Crewmembers came running, their worship service interrupted. Javian and Mia were the first to arrive at the cage. Staring at the carcasses, Mia cried, “Who did this?”

Javian looked like a wide-eyed boy again. “Those pigeons were our only way to communicate with Tierra.”

The prester strode forward with his preaching staff, a sturdy wooden stick topped with a metal fishhook. Aldo looked sharply at him, the answer obvious. “Maybe someone didn’t want any messages to reach Tierra.”

Yes, it made sense now. Hannes would try to censor the news about the Leviathan skeleton, because he couldn’t tolerate any contradictions to Aidenist dogma.

Captain Vora was furious and dismayed. “First our Captain’s Compass is destroyed, and now we can’t send any more messages home.” The captain looked at them all.

The sailors looked suspiciously at one another. Some naturally targeted Mia with their blame, but she simply glared at them; others suspected that Aldo himself might have done it, since he was a Saedran and a stranger. Silam Henner shouted in a thin voice, “It wasn’t me, Captain! Why would we do anything to jeopardize our position here? You’ve only just agreed to let us stay aboard.”

“It is the guilty who point fingers and cast blame,” Hannes said.

“Well,
someone
did this.” Captain Vora closed his eyes, as if to summon strength from within himself. “We have a saboteur on board.”

Iyomelka’s Ship

Cold spray splashed over the bow, and the tattered sails stretched tight as Iyomelka lashed the storm winds like unbroken horses to drive her vessel.
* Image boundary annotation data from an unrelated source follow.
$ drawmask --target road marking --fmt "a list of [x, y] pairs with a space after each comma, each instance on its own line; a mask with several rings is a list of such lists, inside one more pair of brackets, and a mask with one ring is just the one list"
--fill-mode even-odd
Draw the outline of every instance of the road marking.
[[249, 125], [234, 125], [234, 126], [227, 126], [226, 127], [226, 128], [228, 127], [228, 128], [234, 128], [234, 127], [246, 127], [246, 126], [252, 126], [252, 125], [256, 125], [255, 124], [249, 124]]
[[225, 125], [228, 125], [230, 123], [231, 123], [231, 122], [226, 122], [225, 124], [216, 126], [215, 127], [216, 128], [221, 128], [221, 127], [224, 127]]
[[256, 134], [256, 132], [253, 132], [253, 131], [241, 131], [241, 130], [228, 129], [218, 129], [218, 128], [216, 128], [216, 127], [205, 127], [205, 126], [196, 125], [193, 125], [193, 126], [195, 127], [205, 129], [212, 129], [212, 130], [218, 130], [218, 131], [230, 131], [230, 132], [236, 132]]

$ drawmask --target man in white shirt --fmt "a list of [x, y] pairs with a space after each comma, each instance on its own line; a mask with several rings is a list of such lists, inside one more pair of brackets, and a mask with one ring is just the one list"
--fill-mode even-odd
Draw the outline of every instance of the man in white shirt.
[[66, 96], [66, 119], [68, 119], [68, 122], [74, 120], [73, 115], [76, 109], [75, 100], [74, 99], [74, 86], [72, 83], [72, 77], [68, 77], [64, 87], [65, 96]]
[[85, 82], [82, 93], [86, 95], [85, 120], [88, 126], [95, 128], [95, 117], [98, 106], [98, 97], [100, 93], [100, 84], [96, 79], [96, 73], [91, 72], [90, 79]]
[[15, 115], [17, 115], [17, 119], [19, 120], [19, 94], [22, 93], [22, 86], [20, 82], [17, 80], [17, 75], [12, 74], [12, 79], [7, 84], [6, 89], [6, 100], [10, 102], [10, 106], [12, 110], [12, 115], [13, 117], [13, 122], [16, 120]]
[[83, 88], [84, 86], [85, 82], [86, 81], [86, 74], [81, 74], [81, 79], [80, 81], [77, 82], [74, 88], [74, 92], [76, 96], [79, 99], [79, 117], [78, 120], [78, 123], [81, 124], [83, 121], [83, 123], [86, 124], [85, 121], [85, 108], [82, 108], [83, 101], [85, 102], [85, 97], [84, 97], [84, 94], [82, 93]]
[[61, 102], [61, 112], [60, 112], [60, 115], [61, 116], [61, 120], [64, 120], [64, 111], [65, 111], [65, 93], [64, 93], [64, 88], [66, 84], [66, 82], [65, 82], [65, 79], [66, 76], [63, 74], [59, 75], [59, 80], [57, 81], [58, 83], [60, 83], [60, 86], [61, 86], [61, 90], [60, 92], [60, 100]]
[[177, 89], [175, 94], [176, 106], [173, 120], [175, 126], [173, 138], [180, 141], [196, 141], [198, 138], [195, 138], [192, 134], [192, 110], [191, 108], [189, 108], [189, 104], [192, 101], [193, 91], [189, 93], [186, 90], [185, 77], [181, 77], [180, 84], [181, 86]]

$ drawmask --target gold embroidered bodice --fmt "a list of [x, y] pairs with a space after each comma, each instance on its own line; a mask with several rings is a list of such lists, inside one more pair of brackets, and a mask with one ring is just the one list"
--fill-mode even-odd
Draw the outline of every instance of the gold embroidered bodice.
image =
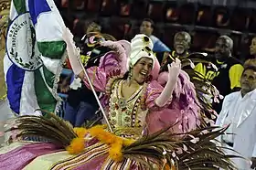
[[124, 99], [122, 95], [123, 82], [123, 80], [118, 80], [112, 85], [109, 108], [110, 123], [115, 132], [123, 131], [123, 134], [141, 134], [146, 115], [146, 111], [141, 109], [144, 86], [129, 99]]

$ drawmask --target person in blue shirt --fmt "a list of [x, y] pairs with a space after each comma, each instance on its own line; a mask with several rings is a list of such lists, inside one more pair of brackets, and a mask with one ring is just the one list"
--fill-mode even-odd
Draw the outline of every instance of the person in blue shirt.
[[164, 44], [158, 37], [152, 35], [154, 28], [155, 28], [154, 21], [149, 18], [145, 18], [143, 20], [141, 24], [140, 33], [145, 34], [151, 38], [154, 44], [154, 48], [153, 48], [154, 52], [170, 52], [171, 51], [170, 48], [165, 44]]

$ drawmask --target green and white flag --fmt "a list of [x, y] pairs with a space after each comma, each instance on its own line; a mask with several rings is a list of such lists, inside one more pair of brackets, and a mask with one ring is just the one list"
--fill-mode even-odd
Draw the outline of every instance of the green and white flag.
[[19, 115], [56, 112], [57, 82], [66, 44], [53, 0], [13, 0], [4, 60], [7, 98]]

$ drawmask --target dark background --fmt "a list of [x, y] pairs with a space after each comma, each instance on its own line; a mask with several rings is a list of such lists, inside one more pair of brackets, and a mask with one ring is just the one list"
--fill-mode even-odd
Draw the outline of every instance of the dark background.
[[[77, 37], [91, 19], [102, 32], [130, 40], [143, 18], [155, 22], [154, 35], [170, 48], [177, 31], [192, 37], [192, 51], [212, 52], [216, 39], [228, 35], [234, 41], [234, 57], [251, 58], [249, 46], [256, 35], [256, 0], [56, 0], [66, 25]], [[74, 22], [76, 21], [76, 22]], [[78, 22], [77, 22], [78, 21]], [[76, 23], [76, 24], [75, 24]]]

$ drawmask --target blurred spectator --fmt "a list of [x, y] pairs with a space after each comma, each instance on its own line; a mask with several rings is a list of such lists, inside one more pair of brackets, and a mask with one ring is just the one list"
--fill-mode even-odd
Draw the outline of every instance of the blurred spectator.
[[174, 61], [174, 58], [186, 58], [188, 56], [188, 49], [191, 45], [191, 37], [187, 32], [181, 31], [175, 35], [174, 48], [172, 52], [165, 52], [161, 62], [162, 69], [167, 71], [167, 65]]
[[[243, 67], [240, 60], [231, 56], [233, 40], [228, 36], [220, 36], [216, 42], [214, 58], [209, 58], [217, 68], [203, 63], [195, 68], [205, 79], [211, 80], [223, 96], [240, 89], [240, 80]], [[222, 101], [221, 100], [219, 103], [213, 103], [213, 109], [218, 113], [221, 110]]]
[[170, 51], [170, 48], [165, 45], [158, 37], [152, 35], [155, 28], [155, 23], [149, 18], [143, 20], [140, 27], [140, 33], [148, 36], [154, 43], [153, 51], [154, 52], [165, 52]]
[[256, 37], [251, 39], [251, 43], [250, 46], [250, 54], [256, 58]]
[[[217, 119], [219, 126], [228, 126], [219, 137], [221, 145], [240, 153], [245, 159], [233, 159], [239, 170], [256, 167], [256, 59], [244, 64], [240, 78], [241, 90], [225, 97], [222, 110]], [[237, 154], [227, 150], [230, 154]], [[252, 162], [251, 164], [250, 160]]]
The moss-covered hull boards—held together by barnacles, starfish, and a weave of seaweed—groaned under the strain. The prow of antler coral stretched forward beneath an oblong sea-serpent skull she had recently incorporated as a figurehead. Reptilian vertebrae adorned the keel like a line of ivory bosses.

She did not sleep. Somewhere out on that open water she would find the
Al-Orizin
and the reckless interlopers who had stolen Ystya. Her foolish and naïve daughter had been sheltered all her life from the outside world. The girl did not fully understand what she represented, nor did Captain Saan, who had kidnapped her.

When they encountered the Father of All Serpents, she had never expected Ystya to discover her own powers, and the girl’s demonstration only reinforced Iyomelka’s determination to retrieve her. She had to use any means possible.

As her ship pounded through the waves without regard to natural currents or trade winds, she pressed her palms against the crystal coffin that held her husband’s preserved body. “We will get her back, Ondun.”

Immersed in magical water from the island spring, the old man looked serene and placid, his long gray hair and beard forming a corona about his head. He looked so different from the time when she had hated him, when he had drowned in the deep well. Immortals had so much time to change their minds and live with their regrets.…

After her disastrous indiscretion with Mailes, Iyomelka had gone through the motions, trying to repair her relationship with her husband. But when she found herself pregnant with Ondun’s child—a wondrous occurrence for their dwindling race—she knew that her happiness would never be the same. Unable to remain in Terravitae with Ondun, especially after what he did to Mailes, she fled, seeking refuge far away on an uncharted island. But he sent their sons out to search the whole world, and eventually came after her himself, determined to find the daughter on whom so much hope rested. When Ondun finally reached the hidden island, Iyomelka begged him to stay with her and be happy, to let the world manage itself.